Em uma segunda análise, torna-se necessário discutir as consequências dessa conjuntura. Desse modo, ao analisar o conceito geográfico de “biosfera”, fica claro que é preciso zelar pela integridade das águas, solos e da atmosfera para a vida funcionar bem no planeta. No entanto, diante do cenário brasileiro, repleto de irresponsabilidades ambientais, o que pode ser visto são graves consequências prejudiciais à flora, fauna e comunidades indígenas, devido às intensas queimadas - e que até nisso o poder público se ausentou mais uma vez, tendo que ser necessário (em 2020) a ação de ONGS, como a Greenpeace e de ativistas, como a Luísa Mel, para socorrer os animais e indivíduos fragilizados. Ademais, outras sequelas, como destaca a ONU, é o aumento do efeito estufa, aquecimento global, branqueamento dos corais e milhares de mortes de animais marinhos anualmente.

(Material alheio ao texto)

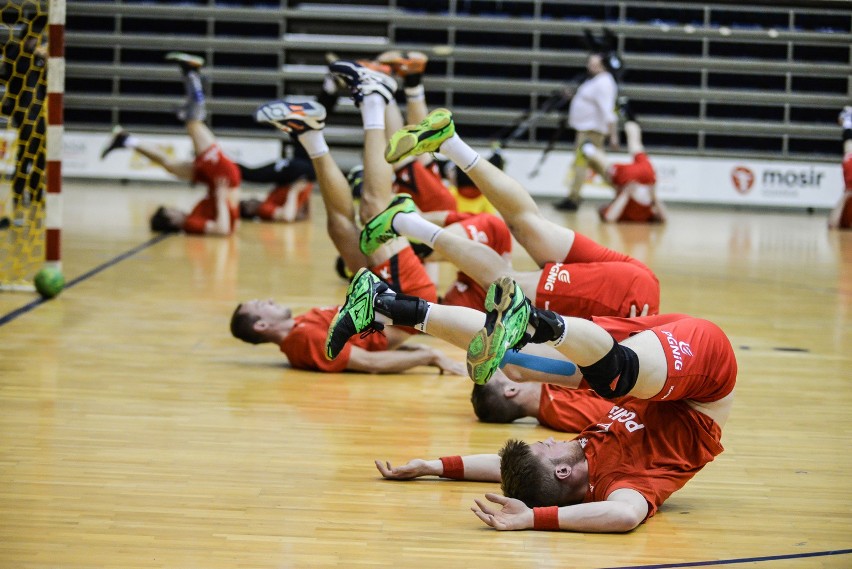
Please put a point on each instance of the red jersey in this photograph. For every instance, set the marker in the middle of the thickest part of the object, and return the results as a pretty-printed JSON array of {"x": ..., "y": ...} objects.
[
  {"x": 651, "y": 447},
  {"x": 304, "y": 346},
  {"x": 425, "y": 187},
  {"x": 655, "y": 446},
  {"x": 213, "y": 168},
  {"x": 640, "y": 171},
  {"x": 845, "y": 221},
  {"x": 486, "y": 229},
  {"x": 596, "y": 281},
  {"x": 572, "y": 410}
]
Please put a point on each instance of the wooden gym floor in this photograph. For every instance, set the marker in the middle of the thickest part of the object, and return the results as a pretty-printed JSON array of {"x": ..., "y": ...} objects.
[{"x": 135, "y": 432}]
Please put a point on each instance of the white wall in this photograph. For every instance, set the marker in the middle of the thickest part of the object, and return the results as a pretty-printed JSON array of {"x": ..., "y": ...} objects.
[{"x": 679, "y": 179}]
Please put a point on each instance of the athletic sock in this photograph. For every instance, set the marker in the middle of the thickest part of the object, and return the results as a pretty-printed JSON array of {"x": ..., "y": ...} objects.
[
  {"x": 373, "y": 112},
  {"x": 314, "y": 143},
  {"x": 194, "y": 87},
  {"x": 414, "y": 226},
  {"x": 417, "y": 93},
  {"x": 460, "y": 153}
]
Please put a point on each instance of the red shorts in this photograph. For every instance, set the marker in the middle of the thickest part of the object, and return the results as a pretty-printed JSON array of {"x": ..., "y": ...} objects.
[
  {"x": 278, "y": 197},
  {"x": 426, "y": 188},
  {"x": 405, "y": 273},
  {"x": 484, "y": 228},
  {"x": 204, "y": 211},
  {"x": 213, "y": 168},
  {"x": 640, "y": 171},
  {"x": 701, "y": 361}
]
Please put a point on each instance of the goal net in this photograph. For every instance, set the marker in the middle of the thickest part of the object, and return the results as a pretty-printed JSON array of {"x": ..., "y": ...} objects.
[{"x": 25, "y": 34}]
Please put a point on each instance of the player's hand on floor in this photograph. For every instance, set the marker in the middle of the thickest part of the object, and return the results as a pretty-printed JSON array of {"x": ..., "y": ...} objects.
[
  {"x": 413, "y": 469},
  {"x": 513, "y": 515}
]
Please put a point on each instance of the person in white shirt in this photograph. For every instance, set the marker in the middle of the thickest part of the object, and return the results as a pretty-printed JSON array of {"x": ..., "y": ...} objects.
[{"x": 592, "y": 115}]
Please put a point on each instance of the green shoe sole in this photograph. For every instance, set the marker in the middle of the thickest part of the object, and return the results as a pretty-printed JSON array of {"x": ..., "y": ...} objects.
[{"x": 426, "y": 136}]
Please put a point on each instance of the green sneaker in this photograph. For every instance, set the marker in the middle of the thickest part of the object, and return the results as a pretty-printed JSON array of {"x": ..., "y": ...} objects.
[
  {"x": 357, "y": 314},
  {"x": 505, "y": 328},
  {"x": 380, "y": 229},
  {"x": 426, "y": 136}
]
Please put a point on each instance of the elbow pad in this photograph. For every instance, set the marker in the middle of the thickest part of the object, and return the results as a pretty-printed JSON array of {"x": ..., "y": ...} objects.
[{"x": 620, "y": 365}]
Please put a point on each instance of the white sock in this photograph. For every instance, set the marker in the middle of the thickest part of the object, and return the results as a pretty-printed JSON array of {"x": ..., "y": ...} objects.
[
  {"x": 588, "y": 149},
  {"x": 314, "y": 143},
  {"x": 417, "y": 93},
  {"x": 422, "y": 325},
  {"x": 414, "y": 226},
  {"x": 460, "y": 153},
  {"x": 373, "y": 112},
  {"x": 329, "y": 84}
]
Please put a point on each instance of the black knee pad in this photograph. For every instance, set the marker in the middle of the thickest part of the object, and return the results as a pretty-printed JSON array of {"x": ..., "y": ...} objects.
[
  {"x": 620, "y": 362},
  {"x": 402, "y": 309}
]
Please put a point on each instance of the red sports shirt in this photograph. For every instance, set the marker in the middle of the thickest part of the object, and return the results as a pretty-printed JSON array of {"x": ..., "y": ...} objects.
[{"x": 305, "y": 345}]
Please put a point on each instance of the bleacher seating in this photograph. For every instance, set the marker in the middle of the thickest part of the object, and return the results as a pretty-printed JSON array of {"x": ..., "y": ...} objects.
[{"x": 716, "y": 79}]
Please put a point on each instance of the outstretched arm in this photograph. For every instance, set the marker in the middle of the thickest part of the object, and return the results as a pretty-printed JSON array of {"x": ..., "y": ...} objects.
[
  {"x": 622, "y": 511},
  {"x": 222, "y": 224},
  {"x": 474, "y": 467}
]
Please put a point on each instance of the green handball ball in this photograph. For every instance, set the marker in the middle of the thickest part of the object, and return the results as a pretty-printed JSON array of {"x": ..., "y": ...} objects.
[{"x": 49, "y": 282}]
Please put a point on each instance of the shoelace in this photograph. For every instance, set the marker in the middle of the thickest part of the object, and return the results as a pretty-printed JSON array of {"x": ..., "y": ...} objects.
[{"x": 372, "y": 329}]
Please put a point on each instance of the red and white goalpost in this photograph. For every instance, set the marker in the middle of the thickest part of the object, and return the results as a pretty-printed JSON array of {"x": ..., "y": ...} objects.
[
  {"x": 55, "y": 131},
  {"x": 31, "y": 131}
]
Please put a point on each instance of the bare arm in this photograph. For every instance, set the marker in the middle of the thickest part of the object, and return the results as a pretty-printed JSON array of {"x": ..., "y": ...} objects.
[
  {"x": 477, "y": 467},
  {"x": 622, "y": 511},
  {"x": 396, "y": 361},
  {"x": 837, "y": 212}
]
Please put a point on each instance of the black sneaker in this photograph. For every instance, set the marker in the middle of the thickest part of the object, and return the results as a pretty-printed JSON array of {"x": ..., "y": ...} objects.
[
  {"x": 625, "y": 111},
  {"x": 186, "y": 61},
  {"x": 363, "y": 81},
  {"x": 566, "y": 204},
  {"x": 118, "y": 139}
]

Diante do exposto, é fundamental que a o Poder Legislativo, em seu nível Federal, Estadual e Municipal, elabore leis (com punição inafiançável), por meio de políticas públicas, que assegurem que o Ministério do Meio ambiente e o IBAMA exerçam, de forma efetiva, a fiscalização para promover uma real biossegurança. Isso deve ser feito a fim de atenuar os diversos problemas ambientais e, assim, tornar possível a concretização dos direitos dispostos no artigo 225 presente na Constituição.